As another NCAA college basketball season begins, a pay-to-play scandal touched off by Louis Martin Blazer III, a Pittsburgh financial advisor, threatens to shake up the popular sport and might even change the way advisors serve young athletes and their families.

Blazer, formerly the principal of Blazer Capital Management, was implicated in an SEC case accusing him of taking $2.35 million from professional athletes’ accounts between 2010 and 2012. Facing a list of SEC charges, including wire fraud, Blazer accepted a plea bargain without admitting or denying the charges and became a government witness in a case that has led to the arrest of four NCAA basketball coaches, agents and an executive at top apparel company Adidas. Also among those arrested were a sports agent and Munish Sood, a financial advisor.

Sterling Sullivan, a Chicago-based wealth advisor with Calamos Wealth Management who serves professional athletes as part of his clientele, says that the scandal has revealed only a small portion of the poorly behaving advisors, coaches and other officials surrounding college athletics.

“Being in the business of working with athletes, I think all of the honest advisors out there saw this coming,” says Sullivan. “My belief is that this is quite pervasive because there’s so much money that is changing hands in amateur and collegiate athletics.”

With Blazer’s testimony, prosecutors have already uncovered a long-running scheme to pay and lend money to young amateur athletes to convince them to stay on as advisory and management clients.
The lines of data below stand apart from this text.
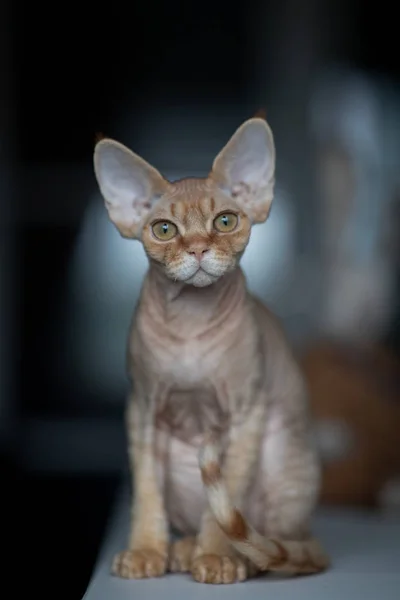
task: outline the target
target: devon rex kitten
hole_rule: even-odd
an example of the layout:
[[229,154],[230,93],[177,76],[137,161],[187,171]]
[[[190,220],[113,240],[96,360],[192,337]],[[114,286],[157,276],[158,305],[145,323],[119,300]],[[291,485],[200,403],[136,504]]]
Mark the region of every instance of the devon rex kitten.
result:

According to federal prosecutors, NCAA coaches were bribed to steer players to certain agents and companies after they became professionals.

Josh Sailar, an investment advisor at Los Angeles-based Miracle Mile Advisors, says that Blazer’s case is far from unique in the shady world of collegiate and pre-collegiate amateur athletics.

“I can almost guarantee that there’s exploitation being swept under the rug here,” says Sailar. “I assume that this is something that has happened on a regular basis for decades.”

Recognizing that they can get more assets under management by attracting athletes earlier in their careers, agents, advisors and others are enticed by a perverse incentive to target ever younger, more vulnerable prospects, says Rick Buoncore, managing partner at Cleveland-based MAI Capital Managment.

While corruption and amateurism issues plague all sports, high-level amateur basketball seems to be most effected, Buoncore says, adding that players often come from socially disadvantaged backgrounds, with little legal knowledge or financial literacy.